We are sinful people, by nature. Even the great Apostle Paul battled just as we do. In Romans 7:21-25 we read about his struggle, which should be familiar to anyone who is honest about his own propensity to sin. The bottom line here is that we do not gain or lose salvation by the way we live. Salvation belongs to God, Who bestows it upon those who believe in Him and receive His gift of eternal life through the blood of Jesus.

When we are born again, we are sealed by the Holy Spirit (Eph. 6:1). His presence in our lives brings an awareness of sin, and a sense of shame when we indulge in sin. It is possible, however, for us to quench the Spirit (I Thess. 5:19) when we choose to continue our sinful behaviors. Thus, we need to always be on guard against the blandishments of false teachers, who are themselves in bondage to corruption.
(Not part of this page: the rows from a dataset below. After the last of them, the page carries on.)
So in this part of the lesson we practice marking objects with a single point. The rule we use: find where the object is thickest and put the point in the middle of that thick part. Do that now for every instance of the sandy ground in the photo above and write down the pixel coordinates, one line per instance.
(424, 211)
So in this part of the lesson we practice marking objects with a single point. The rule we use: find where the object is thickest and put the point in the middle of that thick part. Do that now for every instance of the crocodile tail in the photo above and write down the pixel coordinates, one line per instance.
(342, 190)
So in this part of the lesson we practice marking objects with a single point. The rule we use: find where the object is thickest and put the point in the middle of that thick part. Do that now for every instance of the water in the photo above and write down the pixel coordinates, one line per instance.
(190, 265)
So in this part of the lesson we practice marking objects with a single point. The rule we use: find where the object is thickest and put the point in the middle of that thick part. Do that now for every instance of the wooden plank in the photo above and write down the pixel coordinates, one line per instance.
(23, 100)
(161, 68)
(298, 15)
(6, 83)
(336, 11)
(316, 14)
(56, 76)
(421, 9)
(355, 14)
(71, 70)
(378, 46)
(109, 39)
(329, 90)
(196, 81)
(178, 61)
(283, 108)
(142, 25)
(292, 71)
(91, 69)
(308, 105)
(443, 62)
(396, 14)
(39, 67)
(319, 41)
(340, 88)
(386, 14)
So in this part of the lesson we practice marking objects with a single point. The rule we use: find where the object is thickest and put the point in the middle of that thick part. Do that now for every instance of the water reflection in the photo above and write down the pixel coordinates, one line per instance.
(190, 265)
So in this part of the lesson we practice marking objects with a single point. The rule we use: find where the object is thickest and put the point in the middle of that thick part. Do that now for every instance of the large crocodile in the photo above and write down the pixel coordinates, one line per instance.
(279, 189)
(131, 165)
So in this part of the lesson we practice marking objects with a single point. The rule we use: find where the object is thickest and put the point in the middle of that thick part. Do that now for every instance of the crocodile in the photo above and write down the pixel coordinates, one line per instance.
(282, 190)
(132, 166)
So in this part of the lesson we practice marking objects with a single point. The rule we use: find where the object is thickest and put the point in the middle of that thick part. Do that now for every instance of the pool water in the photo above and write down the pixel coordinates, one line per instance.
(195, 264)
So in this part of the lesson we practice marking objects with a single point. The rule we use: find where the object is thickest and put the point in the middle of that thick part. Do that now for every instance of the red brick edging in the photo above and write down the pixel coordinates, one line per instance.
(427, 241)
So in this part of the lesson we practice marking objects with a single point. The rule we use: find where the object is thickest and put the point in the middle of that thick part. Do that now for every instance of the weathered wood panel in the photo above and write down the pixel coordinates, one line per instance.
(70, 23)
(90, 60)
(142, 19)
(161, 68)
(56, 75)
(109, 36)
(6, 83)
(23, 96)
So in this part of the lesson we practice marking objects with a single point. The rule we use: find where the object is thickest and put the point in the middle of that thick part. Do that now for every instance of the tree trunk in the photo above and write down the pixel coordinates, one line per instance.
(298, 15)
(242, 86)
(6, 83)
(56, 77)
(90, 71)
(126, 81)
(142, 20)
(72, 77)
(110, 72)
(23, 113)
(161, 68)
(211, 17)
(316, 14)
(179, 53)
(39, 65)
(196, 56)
Empty Wells and Looming Clouds

II Peter 2:17-18.

These are wells without water, clouds that are carried with a tempest; to whom the mist of darkness is reserved for ever.

For when they speak great swelling words of vanity, they allure through the lusts of the flesh, through much wantonness, those that were clean escaped from them who live in error.

False teachers, says Peter, are like dry wells. Useless, empty, having nothing to offer, they have nothing to give that will encourage life and health.

Anyone who has lived in tornado country understands “clouds carried with a tempest.”

These looming clouds come with strong winds, heavy rain, and possibly destructive hail. They almost seem human sometimes, ready to drop down and smother everything below.

False teachers ignore the mists of darkness to which they are doomed. Their only interest is in gaining fame, control, and riches.

They speak great, empty, immoderate, extravagant words; words that tell you that all you have to do is believe, name and claim, and everything you ask for will be given to you. Their allure is to the lust of the flesh, the lust of the eyes, and the pride of life. We all, in our human thinking, wish we had more–more money, more possessions, better cars, bigger houses, more fame, more influence. Their promises lure those who had been truly free of these carnal desires, and from the blandishments of false teachers who make false promises.

The appeal of false teachers works so well because they are very good at wrapping a kernel of truth with a lot of baloney. The most effective lies are those that contain just enough truth to be convincing.

We need to beg God for discernment and understanding, to be able to identify the false teachers who would lure us into beliefs that will make them rich and famous.

Balaam, Son of Bosor

II Peter 2:15-16.

Which have forsaken the right way, and are gone astray, following the way of Balaam the son of Bosor, who loved the wages of unrighteousness;

But was rebuked for his iniquity: the dumb ass speaking with man’s voice forbad the madness of the prophet.

The pronoun which, in v. 15, refers to the false teachers in yesterday’s post. Those false teachers left the way of righteousness and followed the way of Balaam, son of Bosor, who loved the wages of unrighteousness. His story is told in Numbers 22-24. A quick summary here is that Balaam and his servants had embarked on a journey to see Balak, King of Moab. Balak had importuned Balaam to put a curse on the Israelites, who were encamped nearby in the plains of Moab.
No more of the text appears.